When cardiac arrest arises, normal circulation of the blood will stop suddenly due to failure of the heart to contract effectively during systole. Technically, a cardiac arrest is different from, but may be caused by, a heart attack or myocardial infarction, where blood flow to the still-beating heart is interrupted.

A number of studies have centered on getting quicker treatment for heart attacks occurring outside hospitals, and on providing defibrillators at public places like airports and schools. Instead, the current study looked at how response time affects survival rate inside hospitals.

Using data from a United States registry of 369 hospitals that track response times and outcomes, the researchers found that 39 percent of those quickly treated would survive and leave the hospital, compared with only 22 percent of those whose treatment was delayed beyond the 2-minute guideline.The data included 6,789 cases of cardiac arrest caused by an abnormal heart rhythm, the type that would most require getting shocked back to a normal heartbeat. Those occurred in intensive-care units or regular units were included, while those in the emergency room or during surgery were excluded.

More than 50 percent of the patients received defibrillation in less than 1 minute, but for about 30 percent, it took more than 2 minutes and sometimes more than 6 minutes for them to get defibrillation.

According to the report, delays were seen mostly at smaller hospitals, after hours or on weekends, and for patients who were not regularly being monitored or were admitted for non-heart problems.
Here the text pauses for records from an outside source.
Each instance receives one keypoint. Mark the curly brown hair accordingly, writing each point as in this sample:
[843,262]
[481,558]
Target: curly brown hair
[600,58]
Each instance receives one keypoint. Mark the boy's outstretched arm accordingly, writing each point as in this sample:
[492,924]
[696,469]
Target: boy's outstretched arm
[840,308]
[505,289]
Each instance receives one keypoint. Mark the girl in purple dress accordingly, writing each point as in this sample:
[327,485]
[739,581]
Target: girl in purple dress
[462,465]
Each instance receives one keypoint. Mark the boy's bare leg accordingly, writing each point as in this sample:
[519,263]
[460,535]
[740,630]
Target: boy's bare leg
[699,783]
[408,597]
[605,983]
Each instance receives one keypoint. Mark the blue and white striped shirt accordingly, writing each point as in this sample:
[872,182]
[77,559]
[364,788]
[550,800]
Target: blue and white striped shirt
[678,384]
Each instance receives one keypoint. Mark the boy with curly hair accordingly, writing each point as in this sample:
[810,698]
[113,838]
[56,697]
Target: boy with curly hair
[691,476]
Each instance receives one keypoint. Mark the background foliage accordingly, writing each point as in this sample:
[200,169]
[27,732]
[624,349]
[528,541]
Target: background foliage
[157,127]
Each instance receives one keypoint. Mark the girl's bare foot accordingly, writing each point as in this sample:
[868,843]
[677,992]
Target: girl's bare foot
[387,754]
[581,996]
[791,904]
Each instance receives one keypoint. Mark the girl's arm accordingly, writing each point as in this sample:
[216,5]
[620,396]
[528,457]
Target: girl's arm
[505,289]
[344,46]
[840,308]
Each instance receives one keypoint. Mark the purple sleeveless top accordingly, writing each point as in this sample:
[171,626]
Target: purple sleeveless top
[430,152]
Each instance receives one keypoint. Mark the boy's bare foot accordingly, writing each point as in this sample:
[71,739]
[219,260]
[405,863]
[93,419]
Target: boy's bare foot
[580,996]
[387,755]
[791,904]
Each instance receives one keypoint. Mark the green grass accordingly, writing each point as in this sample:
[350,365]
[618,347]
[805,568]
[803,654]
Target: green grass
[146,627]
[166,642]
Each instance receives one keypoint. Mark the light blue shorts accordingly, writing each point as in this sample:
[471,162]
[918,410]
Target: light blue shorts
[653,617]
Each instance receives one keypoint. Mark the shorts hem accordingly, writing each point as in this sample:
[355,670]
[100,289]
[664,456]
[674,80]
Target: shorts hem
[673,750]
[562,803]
One way to overcome such delay is to make automated external defibrillators, or AEDs, available throughout hospitals to let nurses use them when emergency arises without the need to wait for doctors to deliver shocks, as suggested by the researchers.

AEDs have already been made available in public places, so there is no reason why the same could not be implemented in hospitals. Meanwhile, other experts also propose using wireless technology that enables more patients around the hospital to have heart monitors.